UM head coach Chris Citowicki has known Walters for a long time, and for him, it's about supporting her as best he can.
"That's been the message all year, is we're doing this together, where if you count the coaching staff and the auxiliary staff there's 38 of us total," Citowicki said. "So it's a 38-strong thing. You can't go down to 37 because Maysa is hurt, or down to 36 because somebody else is hurt. We don't remove people from this program. People who were here when we started, we finish together. Maysa still has a role to play because if she texts a freshman who is playing right now, or a sophomore, and says something that inspires and motivates that person, she is playing her new role to perfection right now.
"There are different kinds of leaders. She is a model professional where you can point at any kid in the program, and if they're complaining about something, or worried about something, just look at Maysa. She's staying late, she's arriving early, she's doing all the extra stuff. That is how you become great, and that's what she gives us."

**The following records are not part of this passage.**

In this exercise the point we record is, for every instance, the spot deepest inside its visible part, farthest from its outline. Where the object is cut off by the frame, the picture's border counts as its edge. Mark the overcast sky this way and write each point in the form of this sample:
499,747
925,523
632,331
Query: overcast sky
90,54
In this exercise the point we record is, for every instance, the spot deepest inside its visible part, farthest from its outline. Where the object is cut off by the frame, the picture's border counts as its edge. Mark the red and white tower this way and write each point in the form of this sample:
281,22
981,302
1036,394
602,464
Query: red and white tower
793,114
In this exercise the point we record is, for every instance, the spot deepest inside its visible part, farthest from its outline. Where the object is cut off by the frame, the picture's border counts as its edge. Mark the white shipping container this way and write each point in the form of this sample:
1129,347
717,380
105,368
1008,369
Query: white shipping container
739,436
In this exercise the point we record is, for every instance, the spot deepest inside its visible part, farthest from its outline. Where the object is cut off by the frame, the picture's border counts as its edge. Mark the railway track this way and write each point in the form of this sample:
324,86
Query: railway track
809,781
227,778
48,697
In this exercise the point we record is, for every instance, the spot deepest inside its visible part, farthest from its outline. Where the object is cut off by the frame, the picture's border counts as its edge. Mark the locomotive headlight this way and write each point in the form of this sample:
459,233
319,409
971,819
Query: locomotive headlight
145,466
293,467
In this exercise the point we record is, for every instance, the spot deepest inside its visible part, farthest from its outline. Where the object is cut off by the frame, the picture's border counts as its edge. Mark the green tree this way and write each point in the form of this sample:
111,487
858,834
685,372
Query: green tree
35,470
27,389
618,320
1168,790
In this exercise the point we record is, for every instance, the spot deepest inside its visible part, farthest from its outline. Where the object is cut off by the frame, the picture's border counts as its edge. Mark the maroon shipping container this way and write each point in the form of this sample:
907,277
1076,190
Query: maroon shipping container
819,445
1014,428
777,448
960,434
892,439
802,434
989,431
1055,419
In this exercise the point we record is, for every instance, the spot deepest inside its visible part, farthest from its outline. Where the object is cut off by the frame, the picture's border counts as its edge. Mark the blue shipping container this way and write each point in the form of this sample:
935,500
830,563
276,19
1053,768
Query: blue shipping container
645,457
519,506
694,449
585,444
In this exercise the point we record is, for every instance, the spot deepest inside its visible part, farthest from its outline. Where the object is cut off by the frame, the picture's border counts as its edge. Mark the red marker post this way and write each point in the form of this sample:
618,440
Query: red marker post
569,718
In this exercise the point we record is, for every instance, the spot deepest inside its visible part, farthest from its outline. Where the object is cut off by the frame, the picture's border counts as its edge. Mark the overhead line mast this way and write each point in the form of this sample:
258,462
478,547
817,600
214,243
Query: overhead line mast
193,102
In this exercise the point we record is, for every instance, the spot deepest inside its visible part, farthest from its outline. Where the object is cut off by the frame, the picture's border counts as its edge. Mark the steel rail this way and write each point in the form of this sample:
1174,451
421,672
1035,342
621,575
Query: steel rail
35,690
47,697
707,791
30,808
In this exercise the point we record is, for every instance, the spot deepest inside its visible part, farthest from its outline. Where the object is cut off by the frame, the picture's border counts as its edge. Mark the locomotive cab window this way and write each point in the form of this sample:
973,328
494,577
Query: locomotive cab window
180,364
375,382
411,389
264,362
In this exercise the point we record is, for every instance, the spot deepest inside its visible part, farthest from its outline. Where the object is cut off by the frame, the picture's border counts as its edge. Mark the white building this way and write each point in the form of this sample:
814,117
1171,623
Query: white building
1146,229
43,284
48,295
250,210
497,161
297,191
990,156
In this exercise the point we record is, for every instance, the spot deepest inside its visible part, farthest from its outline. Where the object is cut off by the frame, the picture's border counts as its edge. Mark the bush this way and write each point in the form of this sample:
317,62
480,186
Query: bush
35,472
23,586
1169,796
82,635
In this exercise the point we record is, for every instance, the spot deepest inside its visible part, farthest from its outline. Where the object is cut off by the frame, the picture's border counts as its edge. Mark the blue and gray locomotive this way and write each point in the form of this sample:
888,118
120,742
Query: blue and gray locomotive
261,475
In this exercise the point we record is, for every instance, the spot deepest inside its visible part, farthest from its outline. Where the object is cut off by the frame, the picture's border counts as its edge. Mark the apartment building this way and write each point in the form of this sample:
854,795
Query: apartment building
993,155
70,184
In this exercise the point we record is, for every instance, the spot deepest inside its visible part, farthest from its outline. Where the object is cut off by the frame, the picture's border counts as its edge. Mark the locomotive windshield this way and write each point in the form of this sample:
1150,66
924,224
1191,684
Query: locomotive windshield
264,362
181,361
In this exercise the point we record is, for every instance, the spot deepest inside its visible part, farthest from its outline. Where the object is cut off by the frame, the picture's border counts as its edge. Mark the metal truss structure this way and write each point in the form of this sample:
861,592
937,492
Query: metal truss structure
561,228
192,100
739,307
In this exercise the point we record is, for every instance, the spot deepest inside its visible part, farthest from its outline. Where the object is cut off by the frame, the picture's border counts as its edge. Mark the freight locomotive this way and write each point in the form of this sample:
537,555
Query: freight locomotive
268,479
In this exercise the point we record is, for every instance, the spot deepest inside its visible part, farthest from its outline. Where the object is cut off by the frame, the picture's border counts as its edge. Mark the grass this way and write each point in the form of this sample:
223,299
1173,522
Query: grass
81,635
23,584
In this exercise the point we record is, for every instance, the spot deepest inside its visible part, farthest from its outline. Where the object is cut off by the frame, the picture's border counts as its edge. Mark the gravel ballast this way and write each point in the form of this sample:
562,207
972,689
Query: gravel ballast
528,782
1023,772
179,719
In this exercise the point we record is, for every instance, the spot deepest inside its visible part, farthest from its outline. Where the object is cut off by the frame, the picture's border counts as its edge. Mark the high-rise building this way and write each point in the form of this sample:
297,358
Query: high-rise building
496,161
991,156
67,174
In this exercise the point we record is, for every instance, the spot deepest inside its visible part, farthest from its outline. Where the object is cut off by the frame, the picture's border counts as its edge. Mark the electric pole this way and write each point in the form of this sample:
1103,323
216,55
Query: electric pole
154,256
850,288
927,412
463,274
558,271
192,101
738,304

Walters underwent successful surgery last week and now begins the rehabilitation process, as she sets her sights on finishing her masters in the spring and hopefully someday play pro soccer overseas, before returning to pursue her doctorate degree. Walters will get her masters in public health and public administration in May and already has her undergrad degree in population health with minors in psychology and sustainability studies. She also has a certificate in epidemiology.
"I also think a little bit of me gets competitive, and I'm like, 'Oh my God, I want to be the fastest person back from an ACL,' and then I have to remind myself I don't want to get re-injured," she said. "So just taking the time it needs, but it's something I still really want to do. There are those fears of re-injury, but I played 1,000 soccer games and never tore it, so could happen again.
"The time since I've been injured, it has gone by in ways extremely quickly. It seems super slow, like, standing at practice and watching everybody kind of go slow, and not being able to participate in games has been hard, but other than that things are kind of moving quickly. And we all know time flies, so I think I just need to remind myself of that."
While a difficult end to her college career, Walters is every bit a part of UM's championship run this season, and she lived out a dream by repping her home state.
"Honestly, a dream come true being able to wear Montana on my chest," Walters said. "I think a lot of people acknowledge us Montana kids, which we really appreciate, because it's not easy coming out of here and competing with those bigger cities and bigger states, higher populations, so yeah, just having everybody's support has been huge and wearing Montana on my chest, I wouldn't have it any other way."